The improvement in GDP growth was in part due to two statistical quirks. Firstly, a low base effect: The economy expanded at a weak pace in the same period last year. Secondly, the statistical office has had difficulties properly adjusting for price changes, in turn inflating the figure for real GDP growth.
Nonetheless, make no mistake: The July–September print still suggests that the Indian economy is performing strongly.
Favorable monsoons have boosted the incomes of rural households. This supported private consumption in July–September in conjunction with recent cuts to interest rates by the Central Bank, a factor which will have also aided fixed investment.
Meanwhile, export growth remained resilient despite U.S. tariffs, possibly supported by some frontloading of shipments.
GDP outlook: July–September’s blockbuster result has led our panelists to raise their forecasts for India’s GDP growth this fiscal year (April 2025–March 2026). All in all, India is projected to remain the fastest-growing large economy, expanding at a rate that’s slightly quicker than in the prior fiscal year.
Tailwinds include recent strong monsoons, lower inflation and interest rates, and the government’s recent cuts to income tax. Moreover, the government should ramp up spending in the coming quarters as it prioritizes infrastructure development.
That said, the strong FY 2025 result will be due to a robust H1, with GDP growth set to ease from October 2025 through March 2026 on a higher base effect and weakness in exports and fixed investment due to 50% U.S. tariffs.
The key risk to the outlook is India-U.S. trade talks, which are ongoing.
Panelist insight: EIU analysts noted:
“Based on the stronger than expected data in the first half of 2025/26, we will revise up our forecast for the year to above 7%, from our previous expectation of 6.8%.”
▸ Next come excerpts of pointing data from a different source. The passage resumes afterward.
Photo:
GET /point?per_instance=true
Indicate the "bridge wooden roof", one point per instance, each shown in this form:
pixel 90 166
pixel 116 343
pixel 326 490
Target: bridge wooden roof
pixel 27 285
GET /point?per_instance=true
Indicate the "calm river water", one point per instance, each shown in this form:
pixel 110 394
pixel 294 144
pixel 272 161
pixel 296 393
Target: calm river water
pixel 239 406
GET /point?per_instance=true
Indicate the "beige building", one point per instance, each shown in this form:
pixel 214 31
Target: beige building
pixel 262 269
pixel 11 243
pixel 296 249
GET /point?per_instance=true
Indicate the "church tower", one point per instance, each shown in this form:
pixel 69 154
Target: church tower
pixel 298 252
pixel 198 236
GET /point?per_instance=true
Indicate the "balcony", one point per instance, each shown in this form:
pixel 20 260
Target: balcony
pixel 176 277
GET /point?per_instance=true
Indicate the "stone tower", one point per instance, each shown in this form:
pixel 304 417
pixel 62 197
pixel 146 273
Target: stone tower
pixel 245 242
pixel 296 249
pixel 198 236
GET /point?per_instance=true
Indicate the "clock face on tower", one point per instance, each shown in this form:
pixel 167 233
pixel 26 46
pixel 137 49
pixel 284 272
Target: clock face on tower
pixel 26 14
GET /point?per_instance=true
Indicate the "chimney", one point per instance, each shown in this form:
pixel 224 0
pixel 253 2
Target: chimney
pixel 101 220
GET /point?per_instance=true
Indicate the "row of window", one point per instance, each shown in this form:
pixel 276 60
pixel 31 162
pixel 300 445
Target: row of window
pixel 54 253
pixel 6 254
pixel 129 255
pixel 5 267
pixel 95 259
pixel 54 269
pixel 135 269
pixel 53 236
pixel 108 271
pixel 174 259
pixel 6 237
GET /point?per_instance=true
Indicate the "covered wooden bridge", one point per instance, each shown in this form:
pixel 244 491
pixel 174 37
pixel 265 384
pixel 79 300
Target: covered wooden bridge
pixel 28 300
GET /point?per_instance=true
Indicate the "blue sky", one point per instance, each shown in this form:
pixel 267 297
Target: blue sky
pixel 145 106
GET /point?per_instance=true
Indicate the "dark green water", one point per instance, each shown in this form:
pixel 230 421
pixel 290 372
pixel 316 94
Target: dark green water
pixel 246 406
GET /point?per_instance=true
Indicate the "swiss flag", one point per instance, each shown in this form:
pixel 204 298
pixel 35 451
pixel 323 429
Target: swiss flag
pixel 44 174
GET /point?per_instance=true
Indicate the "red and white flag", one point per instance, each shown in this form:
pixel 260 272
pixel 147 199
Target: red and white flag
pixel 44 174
Nomura’s Aurodeep Nandi and Sonal Varma added:
“The outcome for a US-India trade deal remains a big uncertainty. Despite positive noise from both camps, the deal is yet to be signed. We expect the deal will be signed soon, and tariffs set closer to ~20%. The mix of lower inflation, lagged transmission of easy macro policies, and the focus on structural reforms like GST rationalisation and de-cluttering of labour laws should broadly support growth.”